The narrator tells of her life in a an unnamed city, where bombs fall every night. Her father is off fighting in the mountains. Her family has no fuel for heat - she worries that, if something does not change before the next winter, they will have to burn their books and furniture to keep warm - and subsist on Red Cross aid delivered by truck. She says that she is "almost always afraid" and "almost always angry." She and her friends hide much of the time; one of their few childish pleasures is exploding bags in front of the apartment belonging to the crabby and reclusive Mr. O, a cellist.
Things get worse in the city after the aid truck that makes deliveries is destroyed; no more deliveries can be made because the trucks are too much of a target. Mr O responds by entering the square in the open and playing his cello at the time when the aid truck would have come - the narrator describes his cello, a special and beautiful object made via the cooperation of people all over the world. Mr. O's playing brings hope to the city, but then his cello is destroyed, just as the truck was. Mr. O does not give up; instead, he continues playing in the same place and at the same time, only now he must use a harmonica.

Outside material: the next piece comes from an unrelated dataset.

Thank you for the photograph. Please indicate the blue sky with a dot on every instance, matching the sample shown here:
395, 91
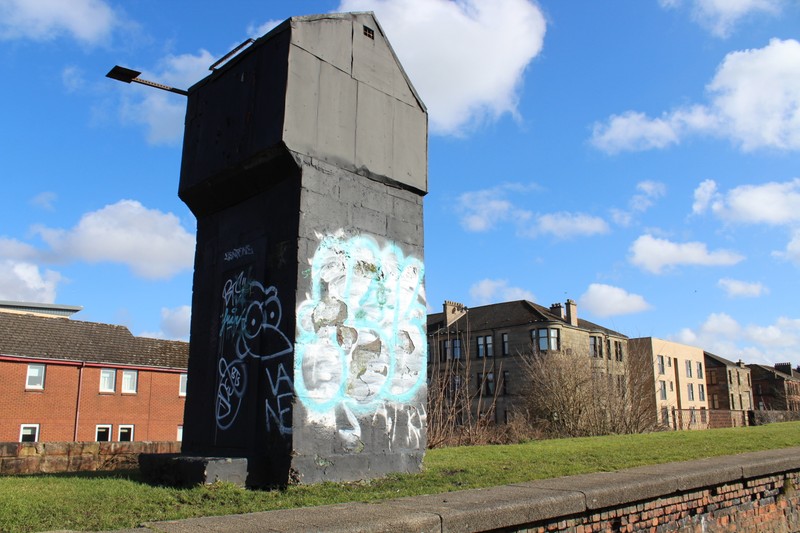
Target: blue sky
639, 156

Although the author tells this story very well, the essential components remain disturbing and tragic - as, I'm sure, she intended. Parents should review this book before reading it to their children, and it is probably not suitable for most children under 8 to read by themselves. Anyone who shares this with a child should be prepared for difficult questions and, from more sensitive kids, either tears or nightmares.
However, this book would make an excellent companion to a classroom unit on war, particularly with middle or high school students. The author does an excellent job of conveying the emotions and life of a child caught in a modern war, and convincingly protrays an act of courage and strength and all it represents. Adults also stand to gain a great deal from the book. I only wish that it was not presented as standard early-reader fare; it is not, on any level.